圣女与他掌心交扣,抵在唇边,“你不是要做我的虫夫君吗?你不强大,不化灵,七个月后怎么抢婚?”每一任婆娑帝王蝶的出世,基本都是妖皇之体,在洪荒之始,有一只婆娑帝王蝶百年化灵,直接证道称帝!

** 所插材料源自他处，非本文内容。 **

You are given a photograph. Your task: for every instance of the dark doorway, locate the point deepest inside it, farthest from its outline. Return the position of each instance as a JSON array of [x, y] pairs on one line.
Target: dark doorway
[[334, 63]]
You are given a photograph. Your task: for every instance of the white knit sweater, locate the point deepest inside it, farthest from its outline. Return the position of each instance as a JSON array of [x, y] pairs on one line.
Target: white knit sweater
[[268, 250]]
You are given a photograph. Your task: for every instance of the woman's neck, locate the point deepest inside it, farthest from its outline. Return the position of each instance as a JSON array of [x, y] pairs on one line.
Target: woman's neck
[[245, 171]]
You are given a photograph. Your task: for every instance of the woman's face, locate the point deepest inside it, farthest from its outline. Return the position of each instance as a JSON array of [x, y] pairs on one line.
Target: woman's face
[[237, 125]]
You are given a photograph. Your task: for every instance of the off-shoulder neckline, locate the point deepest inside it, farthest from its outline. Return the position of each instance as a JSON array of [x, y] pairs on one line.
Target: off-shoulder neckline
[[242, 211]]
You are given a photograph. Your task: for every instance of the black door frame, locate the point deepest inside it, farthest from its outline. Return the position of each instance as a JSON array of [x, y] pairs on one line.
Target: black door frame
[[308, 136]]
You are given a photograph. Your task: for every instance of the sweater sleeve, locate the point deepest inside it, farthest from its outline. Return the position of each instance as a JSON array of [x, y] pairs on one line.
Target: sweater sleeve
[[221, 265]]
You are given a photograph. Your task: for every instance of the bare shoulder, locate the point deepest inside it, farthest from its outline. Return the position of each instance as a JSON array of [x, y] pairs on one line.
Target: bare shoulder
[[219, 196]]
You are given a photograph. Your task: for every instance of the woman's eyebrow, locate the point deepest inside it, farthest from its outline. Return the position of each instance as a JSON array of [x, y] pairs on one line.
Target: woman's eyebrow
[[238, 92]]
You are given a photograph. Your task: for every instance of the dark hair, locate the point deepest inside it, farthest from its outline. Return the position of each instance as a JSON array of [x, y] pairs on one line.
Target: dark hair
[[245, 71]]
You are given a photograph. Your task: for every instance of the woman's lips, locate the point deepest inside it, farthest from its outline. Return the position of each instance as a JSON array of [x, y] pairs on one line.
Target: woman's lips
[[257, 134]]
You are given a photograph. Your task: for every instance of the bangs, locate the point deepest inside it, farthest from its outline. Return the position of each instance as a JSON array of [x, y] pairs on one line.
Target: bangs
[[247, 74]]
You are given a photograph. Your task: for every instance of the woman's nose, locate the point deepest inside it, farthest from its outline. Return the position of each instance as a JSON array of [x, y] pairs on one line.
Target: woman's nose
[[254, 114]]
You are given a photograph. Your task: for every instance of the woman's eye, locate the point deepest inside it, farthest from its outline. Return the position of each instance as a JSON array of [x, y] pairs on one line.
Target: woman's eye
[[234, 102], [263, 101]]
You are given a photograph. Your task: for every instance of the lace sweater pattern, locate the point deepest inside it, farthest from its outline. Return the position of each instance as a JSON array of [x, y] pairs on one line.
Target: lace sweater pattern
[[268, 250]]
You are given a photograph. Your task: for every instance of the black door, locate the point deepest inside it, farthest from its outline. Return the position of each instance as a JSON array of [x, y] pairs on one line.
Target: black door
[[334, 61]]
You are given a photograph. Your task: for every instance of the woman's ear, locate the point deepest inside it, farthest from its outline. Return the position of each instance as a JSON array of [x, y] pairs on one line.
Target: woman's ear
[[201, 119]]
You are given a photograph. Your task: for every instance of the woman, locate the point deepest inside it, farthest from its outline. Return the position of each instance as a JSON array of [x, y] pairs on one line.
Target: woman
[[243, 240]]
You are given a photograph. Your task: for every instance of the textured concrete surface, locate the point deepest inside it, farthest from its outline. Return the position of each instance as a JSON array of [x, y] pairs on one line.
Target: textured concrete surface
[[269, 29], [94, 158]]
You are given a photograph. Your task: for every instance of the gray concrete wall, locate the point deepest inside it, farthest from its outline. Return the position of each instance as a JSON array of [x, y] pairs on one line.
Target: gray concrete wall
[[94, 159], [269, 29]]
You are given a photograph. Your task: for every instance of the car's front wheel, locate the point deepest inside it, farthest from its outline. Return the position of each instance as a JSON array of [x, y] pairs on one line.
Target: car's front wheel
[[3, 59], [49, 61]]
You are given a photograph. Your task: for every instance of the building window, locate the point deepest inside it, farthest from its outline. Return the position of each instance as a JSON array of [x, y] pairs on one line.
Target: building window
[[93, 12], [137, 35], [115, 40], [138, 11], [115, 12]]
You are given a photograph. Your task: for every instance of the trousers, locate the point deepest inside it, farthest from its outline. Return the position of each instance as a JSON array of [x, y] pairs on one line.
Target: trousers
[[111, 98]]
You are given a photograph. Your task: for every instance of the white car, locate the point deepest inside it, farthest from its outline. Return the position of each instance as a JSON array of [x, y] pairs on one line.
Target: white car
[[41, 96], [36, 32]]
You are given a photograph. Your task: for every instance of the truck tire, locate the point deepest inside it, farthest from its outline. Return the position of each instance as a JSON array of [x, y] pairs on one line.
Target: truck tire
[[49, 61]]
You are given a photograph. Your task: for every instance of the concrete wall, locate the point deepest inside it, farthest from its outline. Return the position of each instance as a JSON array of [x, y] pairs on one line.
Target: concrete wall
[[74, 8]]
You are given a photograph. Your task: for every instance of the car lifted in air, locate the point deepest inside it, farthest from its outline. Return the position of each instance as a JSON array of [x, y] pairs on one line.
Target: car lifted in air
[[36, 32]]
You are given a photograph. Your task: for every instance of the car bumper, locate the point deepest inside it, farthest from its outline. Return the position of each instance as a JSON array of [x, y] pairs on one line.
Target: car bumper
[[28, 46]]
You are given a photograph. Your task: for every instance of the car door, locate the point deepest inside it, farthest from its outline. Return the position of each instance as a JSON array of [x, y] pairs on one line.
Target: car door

妖虫昼阴顿觉有理,他也学着绯红那样,磕磕绊绊探索她。
他身上的金砂般的妖纹开始汩汩流动,所到之处,流沙堆砌,泛起一股灼烧的疼痛,压着绯红的手越来越紧。
“我好像要化蝶了。”
昼阴吐出一口滚烫的气息,在这短短时间内,他的虫生突飞猛进,光速进入到了另一个阶段。
“你等虫爷夫君回来,不要嫁给那个坏家伙。”
少年漆黑面孔满是严肃,倒真有几分小夫君出远门前嘱咐妻子的郑重模样。
绯红点着他的鼻尖那一点金色小痣,“那夫君什么醒来?你要是醒不来,我可就真的嫁给那个坏家伙了。”
“一定回来!”
昼阴跟她承诺,想了想,学着族中小儿那般,同她拉钩。
“虫爷很厉害,虫爷从不骗人!虫爷出世,绝对称霸诸天,让你做最风光的圣女!”
昼阴开始漫长的蜕变,他吐出了丝,附在一面回藿香叶片之下。他迅速感应万物生灵的存在,并抽丝剥茧地感悟诸天法则。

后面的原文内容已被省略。